As I sat in his office being reprimanded for my comment it truly struck me for the first time that I wasn’t in Kansas anymore. Ok. Mississippi. But I think you know what I mean. The small town Southern girl who grew up in a place with a population of maybe 250, but three churches serving that same population, finally realized she was out of her element. I was in the big world, and there were a lot of different people with different belief systems. Instead of friends praying to Jesus before lunch I had Muslim friends who fasted until sunset. Christmas became the holiday season, and spiritual support of your patient was asking them if there was someone you could call to assist them. I didn’t pray with my patients. Once I was in the civilian world, I actually feared that might garner a complaint that could get me fired. Too risky.
Recently I was at the bedside, in my rural, Southern hospital, with another member of the patient’s healthcare team, and that person asked the patient, “may I pray with you?” She eagerly accepted and we all joined hands, bowed our heads, and enjoyed a prayer together. After we said amen it occurred to me for about the billionth time that I was where my heart needed to be.
I never minded people who believed different than myself. On the mission field when I was nineteen I remember sitting on a log with a Muslim man my age discussing the differences in why we believed the things we both did. In the military, once I recognized my own tendency to be prideful and feel justified in being right, I had no issue serving with joy and acceptance among my fellow man, no matter their belief system, or lack thereof. To me, we were all loved by Jesus. Even if some didn’t know it yet.

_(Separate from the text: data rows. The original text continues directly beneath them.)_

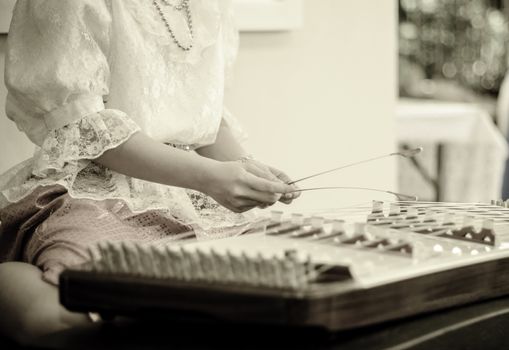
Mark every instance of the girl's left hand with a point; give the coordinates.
(273, 174)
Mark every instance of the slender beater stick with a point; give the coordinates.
(406, 154)
(400, 196)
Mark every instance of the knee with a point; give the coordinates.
(30, 306)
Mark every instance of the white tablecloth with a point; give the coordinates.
(473, 156)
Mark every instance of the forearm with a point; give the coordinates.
(143, 158)
(226, 147)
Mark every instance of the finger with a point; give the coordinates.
(262, 198)
(254, 169)
(280, 175)
(263, 185)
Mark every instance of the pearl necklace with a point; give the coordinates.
(183, 6)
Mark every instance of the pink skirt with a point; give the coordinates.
(53, 231)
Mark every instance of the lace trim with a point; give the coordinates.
(65, 159)
(66, 149)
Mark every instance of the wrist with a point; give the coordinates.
(204, 175)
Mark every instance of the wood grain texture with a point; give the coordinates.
(332, 306)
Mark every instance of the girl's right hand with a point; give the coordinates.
(240, 186)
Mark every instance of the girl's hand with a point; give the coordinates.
(240, 186)
(273, 174)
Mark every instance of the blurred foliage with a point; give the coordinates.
(455, 47)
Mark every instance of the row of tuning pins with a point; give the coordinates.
(500, 203)
(433, 221)
(333, 232)
(196, 265)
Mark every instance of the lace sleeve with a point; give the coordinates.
(57, 73)
(56, 68)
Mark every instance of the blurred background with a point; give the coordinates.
(323, 83)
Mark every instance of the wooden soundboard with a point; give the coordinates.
(337, 270)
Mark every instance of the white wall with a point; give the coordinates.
(321, 96)
(14, 146)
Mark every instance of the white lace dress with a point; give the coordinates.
(85, 75)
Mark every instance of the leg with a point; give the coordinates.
(29, 306)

But when I came back to Mississippi after a decade away I realized how much of a privilege it was to work and serve the community as a nurse while also being amongst fellow Christians. It wasn’t that I served nonbelievers any differently, or even that I held a disdainful opinion of those who were not followers of Jesus. I prayed for them all the same, just some only inside my head. I tried to show the love of Jesus through action, I just couldn’t always term it as such. I guess the best way to describe it was like coming home. Just like you felt more at peace in your own bedroom, I felt a contentment in my spirit to be surrounded by people who loved the Lord like I did.

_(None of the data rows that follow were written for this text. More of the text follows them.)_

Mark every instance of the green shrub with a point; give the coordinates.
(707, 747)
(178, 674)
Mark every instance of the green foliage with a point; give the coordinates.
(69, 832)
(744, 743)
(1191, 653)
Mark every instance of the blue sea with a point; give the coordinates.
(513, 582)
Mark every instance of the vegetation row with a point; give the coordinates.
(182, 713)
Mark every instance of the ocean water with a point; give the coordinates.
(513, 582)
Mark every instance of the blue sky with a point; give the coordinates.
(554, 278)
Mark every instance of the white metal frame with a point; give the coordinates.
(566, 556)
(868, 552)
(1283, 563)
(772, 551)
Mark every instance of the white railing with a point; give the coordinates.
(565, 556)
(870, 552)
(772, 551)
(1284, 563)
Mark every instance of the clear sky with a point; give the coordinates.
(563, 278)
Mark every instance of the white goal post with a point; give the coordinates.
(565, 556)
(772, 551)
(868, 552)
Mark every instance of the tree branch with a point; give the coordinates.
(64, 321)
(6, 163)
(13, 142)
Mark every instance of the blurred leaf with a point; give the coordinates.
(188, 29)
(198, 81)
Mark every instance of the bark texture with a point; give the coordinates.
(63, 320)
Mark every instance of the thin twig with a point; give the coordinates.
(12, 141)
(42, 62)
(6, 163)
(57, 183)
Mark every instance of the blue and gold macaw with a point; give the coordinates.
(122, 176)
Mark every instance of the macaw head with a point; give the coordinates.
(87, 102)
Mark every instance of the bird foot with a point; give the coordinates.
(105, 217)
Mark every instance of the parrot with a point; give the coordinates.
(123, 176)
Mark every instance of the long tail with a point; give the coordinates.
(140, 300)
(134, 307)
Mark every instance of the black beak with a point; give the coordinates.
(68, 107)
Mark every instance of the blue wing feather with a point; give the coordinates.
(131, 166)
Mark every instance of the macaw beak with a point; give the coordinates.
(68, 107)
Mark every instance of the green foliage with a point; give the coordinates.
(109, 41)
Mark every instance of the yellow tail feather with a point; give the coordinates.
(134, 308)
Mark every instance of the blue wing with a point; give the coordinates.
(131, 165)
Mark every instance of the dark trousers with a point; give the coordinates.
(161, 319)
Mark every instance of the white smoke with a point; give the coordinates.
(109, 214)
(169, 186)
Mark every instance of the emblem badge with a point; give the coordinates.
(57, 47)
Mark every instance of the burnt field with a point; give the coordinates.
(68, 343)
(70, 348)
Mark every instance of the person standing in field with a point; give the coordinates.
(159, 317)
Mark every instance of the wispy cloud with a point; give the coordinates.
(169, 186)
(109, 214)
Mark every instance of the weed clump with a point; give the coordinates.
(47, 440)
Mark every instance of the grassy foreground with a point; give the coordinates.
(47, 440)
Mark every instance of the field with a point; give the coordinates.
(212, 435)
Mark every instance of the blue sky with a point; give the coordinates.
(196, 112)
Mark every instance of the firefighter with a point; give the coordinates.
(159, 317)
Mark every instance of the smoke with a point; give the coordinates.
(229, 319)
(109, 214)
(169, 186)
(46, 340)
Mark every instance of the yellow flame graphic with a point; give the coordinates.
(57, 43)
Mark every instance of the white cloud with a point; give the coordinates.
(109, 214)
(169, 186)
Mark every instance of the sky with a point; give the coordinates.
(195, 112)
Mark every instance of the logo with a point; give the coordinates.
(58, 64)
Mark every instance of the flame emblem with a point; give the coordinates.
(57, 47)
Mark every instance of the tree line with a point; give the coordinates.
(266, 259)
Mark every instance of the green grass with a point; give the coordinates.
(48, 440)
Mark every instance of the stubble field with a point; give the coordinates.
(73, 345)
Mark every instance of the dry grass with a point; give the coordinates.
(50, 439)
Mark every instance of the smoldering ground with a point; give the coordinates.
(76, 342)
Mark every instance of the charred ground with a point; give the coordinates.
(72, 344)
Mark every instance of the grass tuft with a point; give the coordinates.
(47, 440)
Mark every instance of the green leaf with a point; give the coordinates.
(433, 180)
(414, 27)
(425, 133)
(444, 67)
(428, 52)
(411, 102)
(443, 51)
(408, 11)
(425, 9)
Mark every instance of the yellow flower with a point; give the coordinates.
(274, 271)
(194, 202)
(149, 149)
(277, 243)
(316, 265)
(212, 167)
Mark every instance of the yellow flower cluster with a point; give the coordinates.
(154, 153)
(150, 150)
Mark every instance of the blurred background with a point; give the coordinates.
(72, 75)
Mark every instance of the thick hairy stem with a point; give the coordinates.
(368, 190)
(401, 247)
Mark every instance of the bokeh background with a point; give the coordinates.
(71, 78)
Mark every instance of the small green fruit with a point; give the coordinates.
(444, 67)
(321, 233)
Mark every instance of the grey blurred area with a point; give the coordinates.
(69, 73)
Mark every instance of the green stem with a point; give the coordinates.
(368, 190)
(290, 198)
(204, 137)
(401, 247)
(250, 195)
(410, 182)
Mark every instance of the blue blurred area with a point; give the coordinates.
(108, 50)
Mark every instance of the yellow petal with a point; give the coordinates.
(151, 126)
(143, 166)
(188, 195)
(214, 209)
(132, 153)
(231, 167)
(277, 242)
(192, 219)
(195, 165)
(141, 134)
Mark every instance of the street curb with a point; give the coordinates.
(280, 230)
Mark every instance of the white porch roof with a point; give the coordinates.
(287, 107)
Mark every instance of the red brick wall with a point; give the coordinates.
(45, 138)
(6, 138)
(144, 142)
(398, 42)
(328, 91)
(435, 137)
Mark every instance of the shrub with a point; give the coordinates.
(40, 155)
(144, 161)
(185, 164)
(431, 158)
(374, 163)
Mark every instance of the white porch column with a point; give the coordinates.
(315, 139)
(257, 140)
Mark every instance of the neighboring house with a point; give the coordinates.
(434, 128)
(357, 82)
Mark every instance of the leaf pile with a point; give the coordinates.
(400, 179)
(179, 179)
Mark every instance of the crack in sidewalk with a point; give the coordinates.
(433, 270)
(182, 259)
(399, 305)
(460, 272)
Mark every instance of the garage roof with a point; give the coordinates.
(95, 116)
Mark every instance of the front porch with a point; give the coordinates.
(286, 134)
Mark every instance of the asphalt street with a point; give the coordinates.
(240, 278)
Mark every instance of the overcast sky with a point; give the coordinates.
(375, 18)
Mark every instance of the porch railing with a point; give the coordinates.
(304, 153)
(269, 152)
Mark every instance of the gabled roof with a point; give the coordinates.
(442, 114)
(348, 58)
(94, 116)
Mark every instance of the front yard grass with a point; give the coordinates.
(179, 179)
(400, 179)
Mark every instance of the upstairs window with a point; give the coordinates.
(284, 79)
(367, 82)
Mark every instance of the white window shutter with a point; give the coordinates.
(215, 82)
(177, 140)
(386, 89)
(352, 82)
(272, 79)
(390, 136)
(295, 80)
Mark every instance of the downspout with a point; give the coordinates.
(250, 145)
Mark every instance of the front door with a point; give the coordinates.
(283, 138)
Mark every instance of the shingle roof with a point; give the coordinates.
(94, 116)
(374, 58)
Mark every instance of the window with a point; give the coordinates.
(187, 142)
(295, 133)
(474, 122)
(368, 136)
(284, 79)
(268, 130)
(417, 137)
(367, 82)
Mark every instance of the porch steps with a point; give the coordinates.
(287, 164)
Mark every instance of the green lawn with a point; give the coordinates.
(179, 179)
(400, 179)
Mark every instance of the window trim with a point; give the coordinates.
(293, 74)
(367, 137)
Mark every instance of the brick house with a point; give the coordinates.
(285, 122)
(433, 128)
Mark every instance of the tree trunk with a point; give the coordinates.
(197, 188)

Then when I realized it was normal to speak His name? Even better. I can recall starting a position in a locally owned Hospice company. My first day we all sat down and the pastor on staff opened us with prayer. My jaw dropped, but my heart leapt. It felt like home. I liked it. A lot. I had missed it. More than I realized.
The prayer moment at bedside I experienced this past week is status quo for the Bible Belt, and while many people in this area speak of broadening their horizons and moving away from “the hypocrite church folks” I wonder if they truly know how different it can be outside of places like Mississippi. Personally? I’m glad I went all over the world. I’m glad I experienced other cultures, other mindsets, and other belief systems beyond my own. For me, it made me appreciate the feeling of community experienced amongst fellow believers in Christ. I suppose I had taken it for granted before.
In my element I am more free to not just serve with compassion and the light of Jesus, but also to have more liberty to practice my faith in action. I feel able to fulfill the calling God gave me so many years ago, and here in the South I feel like my spiritual care of my patients is easier for me to provide. In retrospect, perhaps I should have been practicing it all along, but I’ve found it has blossomed into a beautiful thing in the medium the Bible Belt provides. Now I am able to mend my patients’ physical wounds, but also to lead them towards healing of their emotional pain. I am able to help the broken, love the unloved, and shine God’s light in a dark and hurting world.